At the end of the four months, Horn had raised $4,000-well over his target-and Team In Training raised $9 million.
“That surprised me,” Castro said. “You usually don’t think about the people out there trying to help out. They really raised a lot in a short while.”
GOING THE DISTANCE
The fireworks signaling the start of the Disney Marathon went off at 6 a.m., with the 2,600 Team In Training members and their corresponding purple jerseys blending into the 22,000-strong participant pool. The race starts and begins at Epcot Center and runs through and around every major attraction in Disney World.
The 250-pound Horn hardly has a marathoner’s body, and said running the race-his first-ever marathon-was “physically the hardest thing I ever did,” but he had plenty of distractions to get his mind off of the exhaustion.
“The most awesome experience I had was running this marathon and they have actual leukemia and lymphoma patients lining the sidelines cheering you on from their wheelchairs,” he said. “There was a lot of encouragement there for us.”
Horn had set a goal to finish the race in seven hours in order to earn a Mickey Mouse-shaped medal and use it for future motivation. He did it in 6:53.44. As he came around the final stretch down the path surrounding the Epcot globe, Horn could hear the cheers coming from the bleachers blanketing the finish line.
“I came across the line, and it really was an emotional experience,” he said. As they put the medal around his neck, “tears are welling up in my eyes because I knew exactly what it took to get there but I knew it was more than just me. It was for something bigger than me, and to know that there are people actually benefiting from it, that felt really good.”
When he got back to Abilene, Horn showed Castro the medal and pictures from the run.
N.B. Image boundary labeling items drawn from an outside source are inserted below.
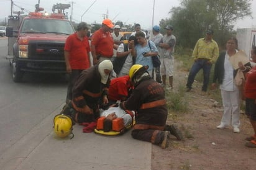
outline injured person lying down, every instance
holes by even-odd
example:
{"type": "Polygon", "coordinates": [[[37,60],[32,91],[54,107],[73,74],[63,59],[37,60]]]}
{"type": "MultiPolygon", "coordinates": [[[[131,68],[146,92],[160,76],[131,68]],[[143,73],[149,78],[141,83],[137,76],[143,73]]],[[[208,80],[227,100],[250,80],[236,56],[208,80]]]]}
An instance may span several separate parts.
{"type": "Polygon", "coordinates": [[[117,118],[122,118],[125,127],[130,125],[132,122],[132,117],[130,114],[134,115],[133,111],[124,110],[119,107],[109,107],[105,110],[101,110],[100,117],[105,117],[104,120],[104,131],[109,132],[112,128],[112,122],[117,118]],[[129,112],[129,113],[128,113],[129,112]]]}

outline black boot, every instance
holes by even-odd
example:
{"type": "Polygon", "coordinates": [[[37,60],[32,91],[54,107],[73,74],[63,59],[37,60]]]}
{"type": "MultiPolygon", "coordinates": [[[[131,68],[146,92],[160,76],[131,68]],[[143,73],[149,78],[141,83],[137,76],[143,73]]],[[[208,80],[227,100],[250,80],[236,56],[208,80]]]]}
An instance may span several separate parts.
{"type": "Polygon", "coordinates": [[[178,127],[175,125],[166,125],[165,130],[168,130],[171,135],[173,135],[177,138],[177,140],[183,140],[183,135],[182,135],[181,132],[178,128],[178,127]]]}

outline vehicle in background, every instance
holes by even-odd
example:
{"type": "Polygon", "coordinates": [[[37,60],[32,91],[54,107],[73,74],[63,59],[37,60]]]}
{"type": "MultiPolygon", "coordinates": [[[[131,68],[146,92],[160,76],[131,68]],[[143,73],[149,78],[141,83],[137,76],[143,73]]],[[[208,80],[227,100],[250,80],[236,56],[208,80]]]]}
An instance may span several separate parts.
{"type": "Polygon", "coordinates": [[[66,73],[64,46],[75,29],[63,14],[30,12],[10,18],[8,23],[13,27],[6,29],[6,58],[12,67],[14,82],[21,82],[25,72],[66,73]],[[16,27],[18,30],[14,30],[16,27]]]}
{"type": "Polygon", "coordinates": [[[0,26],[0,36],[4,37],[6,36],[6,29],[5,26],[0,26]]]}

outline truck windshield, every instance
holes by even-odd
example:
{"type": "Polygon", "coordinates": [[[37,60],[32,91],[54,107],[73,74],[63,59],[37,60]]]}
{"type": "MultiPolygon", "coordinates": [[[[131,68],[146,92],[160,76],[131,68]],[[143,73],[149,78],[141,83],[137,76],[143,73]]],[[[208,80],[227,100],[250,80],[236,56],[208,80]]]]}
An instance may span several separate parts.
{"type": "Polygon", "coordinates": [[[70,35],[74,29],[70,22],[65,20],[49,19],[27,19],[23,22],[21,33],[54,33],[70,35]]]}

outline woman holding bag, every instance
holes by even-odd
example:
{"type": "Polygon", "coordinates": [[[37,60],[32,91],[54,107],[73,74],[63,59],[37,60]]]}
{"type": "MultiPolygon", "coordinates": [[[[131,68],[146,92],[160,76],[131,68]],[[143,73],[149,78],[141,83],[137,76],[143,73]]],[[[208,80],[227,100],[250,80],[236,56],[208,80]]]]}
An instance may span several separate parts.
{"type": "MultiPolygon", "coordinates": [[[[239,133],[239,115],[240,115],[240,91],[239,87],[235,84],[234,78],[237,73],[238,69],[234,69],[229,58],[234,55],[239,51],[237,40],[235,37],[231,37],[226,43],[226,51],[220,54],[217,58],[213,76],[212,89],[216,87],[216,81],[219,84],[224,113],[219,125],[217,128],[223,129],[229,126],[232,120],[233,132],[239,133]]],[[[250,68],[250,62],[242,65],[241,62],[238,64],[239,68],[243,72],[249,71],[250,68]]]]}

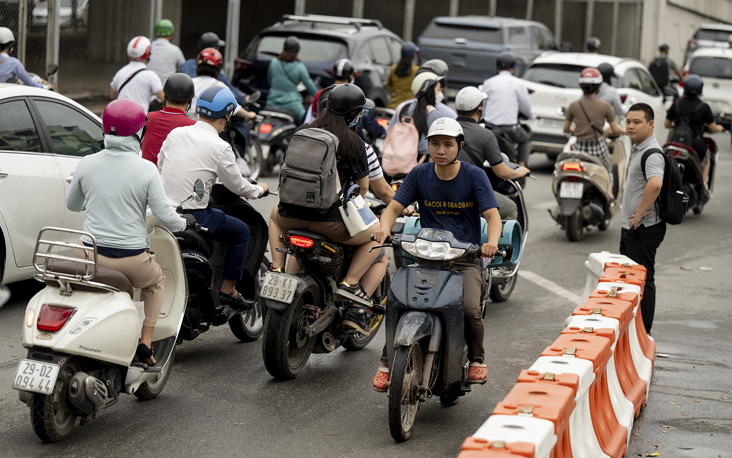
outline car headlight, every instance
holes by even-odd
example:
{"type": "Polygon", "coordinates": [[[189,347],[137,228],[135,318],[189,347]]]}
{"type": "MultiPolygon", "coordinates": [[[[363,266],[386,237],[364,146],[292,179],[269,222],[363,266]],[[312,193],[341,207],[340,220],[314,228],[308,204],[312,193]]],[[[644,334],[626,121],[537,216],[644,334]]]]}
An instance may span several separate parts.
{"type": "Polygon", "coordinates": [[[428,241],[417,239],[414,243],[403,241],[402,249],[413,256],[430,260],[447,260],[465,254],[461,248],[452,248],[447,241],[428,241]]]}

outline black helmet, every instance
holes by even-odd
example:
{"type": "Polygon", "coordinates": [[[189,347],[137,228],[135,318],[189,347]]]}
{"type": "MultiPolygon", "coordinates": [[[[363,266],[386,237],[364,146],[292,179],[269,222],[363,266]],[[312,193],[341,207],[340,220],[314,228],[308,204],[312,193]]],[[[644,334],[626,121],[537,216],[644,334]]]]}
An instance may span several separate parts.
{"type": "Polygon", "coordinates": [[[173,73],[168,77],[163,92],[173,102],[190,102],[195,97],[193,80],[185,73],[173,73]]]}
{"type": "Polygon", "coordinates": [[[376,106],[373,100],[367,99],[361,88],[355,84],[339,84],[331,89],[326,107],[339,116],[345,116],[359,108],[370,110],[376,106]]]}
{"type": "Polygon", "coordinates": [[[600,70],[600,75],[602,75],[602,80],[610,84],[610,78],[613,78],[615,75],[615,69],[613,66],[607,62],[603,62],[597,66],[597,70],[600,70]]]}
{"type": "Polygon", "coordinates": [[[285,40],[285,45],[283,46],[282,50],[283,53],[296,53],[299,51],[300,40],[297,40],[297,37],[290,35],[285,40]]]}
{"type": "Polygon", "coordinates": [[[700,95],[704,89],[704,82],[698,75],[687,75],[684,78],[684,94],[700,95]]]}
{"type": "Polygon", "coordinates": [[[498,71],[509,70],[515,66],[516,59],[508,53],[504,53],[496,59],[496,70],[498,71]]]}
{"type": "Polygon", "coordinates": [[[203,50],[206,48],[215,48],[216,46],[225,46],[226,42],[219,38],[219,36],[212,31],[207,31],[198,38],[198,50],[203,50]]]}
{"type": "Polygon", "coordinates": [[[597,37],[590,37],[587,39],[587,52],[588,53],[597,53],[600,52],[600,47],[602,43],[600,41],[600,38],[597,37]]]}
{"type": "Polygon", "coordinates": [[[333,76],[339,80],[345,80],[353,76],[354,63],[347,59],[341,59],[333,64],[333,76]]]}

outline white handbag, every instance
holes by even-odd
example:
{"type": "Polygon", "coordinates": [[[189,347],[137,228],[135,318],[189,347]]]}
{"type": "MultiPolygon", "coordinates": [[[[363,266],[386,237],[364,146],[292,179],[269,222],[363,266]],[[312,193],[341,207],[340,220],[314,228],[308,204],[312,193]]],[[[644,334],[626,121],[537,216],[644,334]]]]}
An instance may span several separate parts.
{"type": "Polygon", "coordinates": [[[351,237],[355,237],[378,222],[378,218],[371,211],[371,209],[366,206],[360,192],[361,187],[354,184],[346,194],[346,198],[343,201],[343,204],[338,207],[340,217],[351,237]],[[356,195],[351,197],[354,194],[356,195]]]}

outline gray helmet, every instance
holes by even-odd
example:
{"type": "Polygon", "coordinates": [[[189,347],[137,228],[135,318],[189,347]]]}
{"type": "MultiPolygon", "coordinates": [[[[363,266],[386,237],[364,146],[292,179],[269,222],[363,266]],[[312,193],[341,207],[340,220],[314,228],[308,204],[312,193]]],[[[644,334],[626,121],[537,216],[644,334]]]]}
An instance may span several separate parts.
{"type": "Polygon", "coordinates": [[[285,40],[285,45],[282,48],[285,53],[296,53],[300,50],[300,40],[294,35],[290,35],[285,40]]]}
“I was really proud of him, that he did that,” she said. “He showed me the map of the course, and it’s a long way. I was very proud that he did that.”
VICTORY LAP
Horn plans on running the Disney Marathon again on Jan. 11, 2004, but this time he’s not going alone: He’s already helped recruit around 23 people who are interested in making the run. Horn is now one of the Abilene area trainers, as is Fletcher, a fitness trainer at Hendrick Health System. On Friday, the two of them-as well as Leukemia & Lymphoma Society Dallas office coordinator Suzanne Patterson-will host a kick-off meeting for Abilene-area runners in the Living Room of the McGlothlin Campus Center. Castro, too, said she would make an appearance.
“It’s designed to solidify those who’ve signed up to run and to sign up people who might be interested,” Horn said.
Fletcher reaffirmed Horn’s notion that anyone of any shape or size is physically able to run the marathon.
“It’s the most surprising thing,” said Fletcher, who ran in the San Diego Rock ‘n’ Roll Marathon last year. “There’s very few in-shape people. My mom and mother-in-law are bothing running the half-marathon this year, and my mom’s never done one thing of exercise in her life.”
Castro has been out of the hospital now for two years, and hasn’t had a blood transfusion in over a year. She’s all but waiting for the doctors to tell her that her cancer is in remission. Were it not for the strength and determination of thousands of runners across the country, the funding might not have been available to see her in her current, healthy state. For anyone riding the fence on whether or not to do the marathon, says Castro, go for it.
“Do it,” she said. “It could help a person that needs the money for special medication. It could save someone’s life.”
All it takes is a little motivation.